Answer: The Plague of Justinian
Long before the Black Plague swept through Europe and decimated the population in the 14th century, it was wiping out hordes of people in the Eastern Roman Empire in the 6th century. What we’ve given different names to over the years—the Bubonic Plague, the Black Plague, the Black Death, and other names that telegraph the seriousness of the disease—are all manifestations of the same bacteria: Yersinia pestis.
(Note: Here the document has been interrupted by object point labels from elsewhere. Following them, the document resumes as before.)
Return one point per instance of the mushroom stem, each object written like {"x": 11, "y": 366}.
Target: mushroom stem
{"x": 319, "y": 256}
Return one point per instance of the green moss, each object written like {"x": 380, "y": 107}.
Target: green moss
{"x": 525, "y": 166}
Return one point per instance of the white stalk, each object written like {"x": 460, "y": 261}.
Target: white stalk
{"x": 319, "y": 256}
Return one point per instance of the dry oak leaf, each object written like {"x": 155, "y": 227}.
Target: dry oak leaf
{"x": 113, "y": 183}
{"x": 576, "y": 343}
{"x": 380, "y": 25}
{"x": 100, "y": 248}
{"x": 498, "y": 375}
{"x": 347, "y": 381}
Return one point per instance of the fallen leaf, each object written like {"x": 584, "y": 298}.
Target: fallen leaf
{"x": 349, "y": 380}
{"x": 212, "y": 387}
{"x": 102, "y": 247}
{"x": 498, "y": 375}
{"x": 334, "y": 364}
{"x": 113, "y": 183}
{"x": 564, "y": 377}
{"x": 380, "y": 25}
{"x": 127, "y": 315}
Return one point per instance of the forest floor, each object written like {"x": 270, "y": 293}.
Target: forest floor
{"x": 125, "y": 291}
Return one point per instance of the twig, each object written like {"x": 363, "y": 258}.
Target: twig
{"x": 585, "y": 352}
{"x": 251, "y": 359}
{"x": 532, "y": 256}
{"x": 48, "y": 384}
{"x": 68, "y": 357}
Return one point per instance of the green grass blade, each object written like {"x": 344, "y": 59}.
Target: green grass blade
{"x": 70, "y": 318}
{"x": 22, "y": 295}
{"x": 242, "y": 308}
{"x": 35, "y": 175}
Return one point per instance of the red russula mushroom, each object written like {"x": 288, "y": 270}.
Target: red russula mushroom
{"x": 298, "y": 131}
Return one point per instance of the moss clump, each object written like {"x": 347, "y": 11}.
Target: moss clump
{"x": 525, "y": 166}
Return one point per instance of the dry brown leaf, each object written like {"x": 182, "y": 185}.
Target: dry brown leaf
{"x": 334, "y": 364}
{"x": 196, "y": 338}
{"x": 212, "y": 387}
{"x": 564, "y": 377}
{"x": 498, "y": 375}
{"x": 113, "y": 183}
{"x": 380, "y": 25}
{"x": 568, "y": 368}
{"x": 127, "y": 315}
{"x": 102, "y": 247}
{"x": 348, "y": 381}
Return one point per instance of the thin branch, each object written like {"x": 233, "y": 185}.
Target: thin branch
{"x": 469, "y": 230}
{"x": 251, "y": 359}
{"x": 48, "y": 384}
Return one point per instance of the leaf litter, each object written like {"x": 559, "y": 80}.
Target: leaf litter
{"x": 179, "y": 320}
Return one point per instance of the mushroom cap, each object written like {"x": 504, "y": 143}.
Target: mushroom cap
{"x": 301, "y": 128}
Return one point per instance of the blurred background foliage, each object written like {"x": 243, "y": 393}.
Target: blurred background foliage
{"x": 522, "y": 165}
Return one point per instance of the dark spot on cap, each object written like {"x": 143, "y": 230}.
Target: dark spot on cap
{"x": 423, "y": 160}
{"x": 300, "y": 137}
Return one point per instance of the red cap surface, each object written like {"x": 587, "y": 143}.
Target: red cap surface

When humans began gathering in large numbers in early city-states, vermin came along with them to prey on their food stores and refuse. Along with those vermin came fleas (the real carriers of the bacteria); those pests combined with the poor sanitation practices of the day led to frequent and devastating outbreaks of the bacteria. Long before the staggering number of deaths around the 1340s and 1350s in Europe, there was a smaller, but still deadly, outbreak around the 6th century known as the Plague of Justinian caused by the very bacteria that would travel quietly and with great consequence around Asia and Europe for centuries.
Despite Yersinia pestis infections having high mortality rates ranging from 80 to nearly 100 percent in untreated cases depending on the variety contracted (bubonic, pneumonic, or septicemic), Justinian the I (the Roman Emperor at the time of the original outbreak) survived a brush with the plague that would later be named after him.